M. sorrise al ricordo della sua prima canna ai tempi del liceo. Glauco era stato il suo diavolo tentatore. Amici fin dagli anni delle elementari, passavano lunghi pomeriggi vagabondi per le strade del quartiere in attesa che succedesse qualcosa. Non tornavano a casa che verso sera, prima che facesse buio, e se il freddo pungeva la faccia e intirizziva i corpi si lanciavano in corse disperate sui marciapiedi. Non avevano mai soldi e quei pochi li spendevano in sigarette e birre.

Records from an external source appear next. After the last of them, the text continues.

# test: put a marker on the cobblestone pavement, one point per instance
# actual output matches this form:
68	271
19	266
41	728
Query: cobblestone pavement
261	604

Un giorno Glauco lo trascinò nel retrobottega di Bruno il barbiere che tagliava i capelli e faceva la barba solo a chi lo pagava in anticipo. Non c’era verso di convincerlo, era un diffidente patologico; i suoi clienti abituali gli dicevano che era proprio matto ma non se ne andavano perché con le forbici e il rasoio lui ci sapeva fare.
Il retrobottega era un posto sicuro dove da sempre M., Glauco e altri amici del giro si ritrovavano a sfogliare i giornaletti pornografici, a fumare sigarette, a chiacchierare delle ragazze, del Milan e dell’Inter.
Quel giorno, pero, Glauco era strano, silenzioso e guardingo. Quando M. sprofondò nella poltrona gialla sfondata e prese il pacchetto di Marlboro dalla tasca dei jeans, l’amico gli fece vedere ciò che fino ad allora aveva tenuto nascosto nella sacca di tela: una sigaretta striminzita e storta che M. guardò senza capire.
<< Oh, M., sei proprio scemo!>>
Scemo o non scemo, M. non ci pensò su troppo e fumò con Glauco il suo primo spinello.
Una tirata per uno, fino al purgatorio e ritorno.
Niente paradiso, niente trip celestiali ma pensieri imbizzarriti e risatine cretine. E un gran mal di testa, dopo. E la fame.
L’arrivo della metropolitana riscosse M. dai suoi pensieri. Cercò i due ragazzi ma quelli non c’erano più. Erano spariti.
Come Glauco tanto tempo prima. All’alba dei loro vent’anni, M. si era iscritto senza voglia a Economia e Commercio, poi a Filosofia dando tre esami tanto per far contenti i genitori. L’amico, invece, sorprendendo tutti coloro che lo conoscevano, si era fatto carabiniere.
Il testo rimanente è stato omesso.